Though Fry has had to increase some menu prices, the shift has enabled him to carry more complicated, but higher return, items due to his experienced staff sticking around. As a result, his revenues have grown by 40% over the past year. Fry is also offering talent development programs and avenues for advancement—further incentive for his employees to remain for the long haul. As Fry states in his interview with Business Insider:

“Some people ask me how I can take a risk like this. But I believe there’s more risk in failing to give opportunities to the team that got us here.”

Four Ideas For Your Business
As a small business owner, you don’t have the luxury of providing higher pay, or amazing benefits. Yet, your small business status provides a great deal of opportunities larger companies don’t have, including a more personal connection with members of your staff. You don’t need a large budget or a change in benefits to make an impact, just a willingness to shake things up. Here are a few ideas to get you started!

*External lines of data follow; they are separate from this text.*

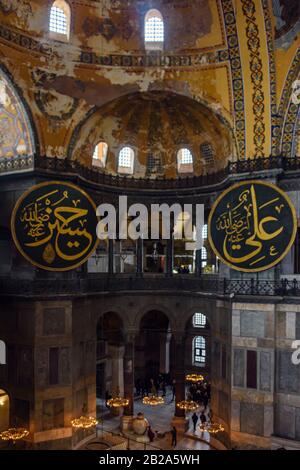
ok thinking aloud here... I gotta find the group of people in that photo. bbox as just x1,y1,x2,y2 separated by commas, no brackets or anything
135,374,171,398
187,380,211,409
191,410,211,432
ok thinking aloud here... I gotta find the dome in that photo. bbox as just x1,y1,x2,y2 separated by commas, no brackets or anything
71,91,235,179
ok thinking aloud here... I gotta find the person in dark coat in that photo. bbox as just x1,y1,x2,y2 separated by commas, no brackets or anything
192,412,198,432
170,426,177,447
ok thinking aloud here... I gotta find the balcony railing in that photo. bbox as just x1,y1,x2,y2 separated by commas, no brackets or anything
0,275,300,297
2,154,300,189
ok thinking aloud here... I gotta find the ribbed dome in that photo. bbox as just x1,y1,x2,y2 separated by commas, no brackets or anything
72,91,235,179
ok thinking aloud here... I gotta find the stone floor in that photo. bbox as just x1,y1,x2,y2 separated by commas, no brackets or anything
96,390,213,451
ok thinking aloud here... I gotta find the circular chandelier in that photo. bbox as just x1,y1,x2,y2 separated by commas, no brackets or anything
176,400,199,411
185,374,204,383
199,422,225,434
0,427,29,443
142,395,165,406
107,396,129,408
71,416,98,429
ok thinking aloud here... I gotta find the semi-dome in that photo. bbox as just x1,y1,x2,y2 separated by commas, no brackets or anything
71,91,235,179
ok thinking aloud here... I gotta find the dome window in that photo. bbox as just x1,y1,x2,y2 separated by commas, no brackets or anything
177,148,193,173
200,142,214,165
49,1,71,41
118,147,134,175
92,142,108,168
145,9,164,51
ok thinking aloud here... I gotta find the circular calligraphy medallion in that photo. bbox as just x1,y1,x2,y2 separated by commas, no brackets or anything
11,181,99,271
208,180,297,273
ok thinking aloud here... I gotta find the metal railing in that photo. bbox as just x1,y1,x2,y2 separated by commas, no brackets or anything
1,275,300,297
2,154,300,189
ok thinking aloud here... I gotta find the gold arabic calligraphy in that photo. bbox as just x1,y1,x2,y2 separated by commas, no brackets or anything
20,189,93,263
216,185,284,266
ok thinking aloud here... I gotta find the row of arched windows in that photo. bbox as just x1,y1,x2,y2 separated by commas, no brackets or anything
49,1,164,49
92,142,214,174
192,313,207,366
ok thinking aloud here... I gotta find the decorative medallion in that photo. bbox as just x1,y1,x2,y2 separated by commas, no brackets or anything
11,181,99,271
208,181,297,272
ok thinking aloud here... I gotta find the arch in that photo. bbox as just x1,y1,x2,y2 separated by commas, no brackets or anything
134,304,175,332
49,0,71,41
97,311,124,344
145,9,164,51
277,48,300,155
0,389,9,432
0,64,36,160
68,90,237,181
136,310,170,382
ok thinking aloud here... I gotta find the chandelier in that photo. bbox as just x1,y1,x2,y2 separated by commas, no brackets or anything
142,395,165,406
176,400,199,411
71,416,98,429
199,422,225,434
0,427,29,443
185,374,204,383
107,396,129,408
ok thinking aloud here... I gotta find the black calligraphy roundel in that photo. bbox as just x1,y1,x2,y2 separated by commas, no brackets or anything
208,180,297,273
11,181,99,271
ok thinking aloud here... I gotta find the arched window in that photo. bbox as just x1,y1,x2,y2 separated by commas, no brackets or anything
92,141,108,168
145,9,164,51
200,142,214,165
193,336,206,366
49,0,71,41
118,147,134,174
201,246,207,268
193,313,206,328
177,148,193,173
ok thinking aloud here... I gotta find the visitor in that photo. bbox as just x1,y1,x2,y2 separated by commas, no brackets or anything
147,426,155,442
170,426,177,448
200,411,207,425
192,412,198,432
170,381,176,402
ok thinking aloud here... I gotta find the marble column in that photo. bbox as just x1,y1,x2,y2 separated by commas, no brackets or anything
159,330,172,374
122,333,135,431
172,333,189,433
108,344,125,396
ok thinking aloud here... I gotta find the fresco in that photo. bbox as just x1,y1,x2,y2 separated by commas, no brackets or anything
0,71,34,158
272,0,300,49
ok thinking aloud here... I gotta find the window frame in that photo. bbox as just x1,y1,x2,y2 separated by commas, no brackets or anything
49,0,71,42
177,147,194,174
193,312,206,328
92,141,108,168
193,335,206,366
117,146,135,175
144,9,164,51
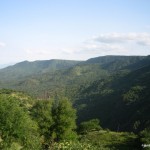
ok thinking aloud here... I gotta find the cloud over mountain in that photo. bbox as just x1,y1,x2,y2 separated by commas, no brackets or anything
74,33,150,56
93,33,150,46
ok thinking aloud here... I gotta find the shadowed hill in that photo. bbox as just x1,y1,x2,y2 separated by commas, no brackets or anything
76,63,150,132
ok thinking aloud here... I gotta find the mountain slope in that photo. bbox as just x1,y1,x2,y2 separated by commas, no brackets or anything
0,63,109,98
0,59,81,81
75,63,150,132
0,55,148,97
86,55,146,71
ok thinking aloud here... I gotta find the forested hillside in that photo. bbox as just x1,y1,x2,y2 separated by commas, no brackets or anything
76,60,150,132
0,56,147,97
0,59,81,81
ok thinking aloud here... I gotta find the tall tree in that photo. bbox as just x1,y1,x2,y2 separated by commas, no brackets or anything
52,97,77,141
31,100,53,147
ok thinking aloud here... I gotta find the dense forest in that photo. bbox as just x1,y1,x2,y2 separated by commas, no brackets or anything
0,55,150,149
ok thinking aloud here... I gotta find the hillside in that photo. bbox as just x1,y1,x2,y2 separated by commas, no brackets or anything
0,59,81,81
0,56,147,96
75,57,150,132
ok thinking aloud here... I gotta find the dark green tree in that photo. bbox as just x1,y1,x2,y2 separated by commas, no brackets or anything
31,100,54,147
123,86,144,104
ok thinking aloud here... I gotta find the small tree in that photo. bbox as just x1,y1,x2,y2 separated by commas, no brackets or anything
140,128,150,150
78,119,102,134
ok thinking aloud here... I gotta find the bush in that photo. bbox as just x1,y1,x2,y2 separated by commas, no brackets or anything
78,119,102,134
140,128,150,150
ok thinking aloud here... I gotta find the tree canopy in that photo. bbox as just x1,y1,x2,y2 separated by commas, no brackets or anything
0,94,41,150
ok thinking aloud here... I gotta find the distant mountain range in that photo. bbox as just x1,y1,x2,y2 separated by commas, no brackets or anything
0,55,150,132
0,59,81,80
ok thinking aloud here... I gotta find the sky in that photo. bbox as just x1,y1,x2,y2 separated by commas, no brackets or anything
0,0,150,65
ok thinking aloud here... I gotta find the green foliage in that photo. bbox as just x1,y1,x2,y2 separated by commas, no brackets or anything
52,98,77,141
0,89,34,110
31,100,53,145
0,94,41,150
123,86,144,104
80,130,139,150
140,128,150,150
50,140,104,150
31,97,77,148
78,119,102,134
0,89,15,94
0,91,79,149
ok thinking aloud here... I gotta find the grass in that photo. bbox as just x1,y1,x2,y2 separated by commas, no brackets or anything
80,130,140,150
49,130,140,150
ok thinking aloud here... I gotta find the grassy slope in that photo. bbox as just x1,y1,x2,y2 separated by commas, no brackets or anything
80,130,139,150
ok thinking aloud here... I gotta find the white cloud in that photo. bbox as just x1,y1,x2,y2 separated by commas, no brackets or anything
93,33,150,46
0,42,6,48
73,32,150,57
23,33,150,61
77,43,127,56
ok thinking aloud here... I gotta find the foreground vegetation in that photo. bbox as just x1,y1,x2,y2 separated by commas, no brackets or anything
0,89,150,150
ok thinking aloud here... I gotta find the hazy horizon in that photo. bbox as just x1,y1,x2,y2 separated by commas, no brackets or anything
0,0,150,65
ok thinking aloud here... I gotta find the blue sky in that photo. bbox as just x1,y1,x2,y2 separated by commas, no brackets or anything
0,0,150,64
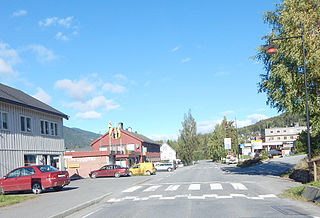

One-on-Ones with Leadership
Face-to-face time with the CEO is a simple way to show employees you value their input, and expresses a desire to get to know them as a person. Use your one-on-one time for informal mentoring, as well as a chance to discuss the employee’s goals within the company.

Craft a Position to their Passions
In larger companies, employees follow a hierarchical career path set to a specific time table. As the roles and responsibilities have already been set, employees are forced to mold their interests and skills to the role, instead of the role taking into account their strengths and passions.

Offer employees the opportunity to redefine their role, or even create a new position, based on their passion or a need they see within the company. Employees who are actively involved in their own growth are more likely to fill gaps in the business and better serve your customers. You’ll also avoid spending budget on contractors or freelancers who aren’t as familiar with your company.

Shadowing
A shadowing program is another opportunity to match employee passions to roles, particularly if your business has a more formalized structure. At Ruby, the majority of our staff begin their tenure as receptionists, but have the opportunity to shadow other departments to determine what areas of the business they are interested in pursuing in the future. Employees are free to choose what is most exciting to them, and are more invested in learning and growing in that position as a result.

Take Time Out For Learning
We understand time is money when you’re running a small business. It’s tough to take all your staff off their duties for even a single hour—which is why it is even more important to make the effort. This could be as simple as offering a “Lunch & Learn” style meeting once a month on a topic employees have expressed interest in, or an employee “Show & Tell” where different departments discuss what they’re working on. Show them you’re willing to make the sacrifice in the name of education and growth, and they will stick around to see what else they can learn.

Don’t settle for “that’s the way it’s always been done.” As Fry found, disrupting the status quo and choosing to focus on your staff’s development can result in happier employees…and a healthy bottom line.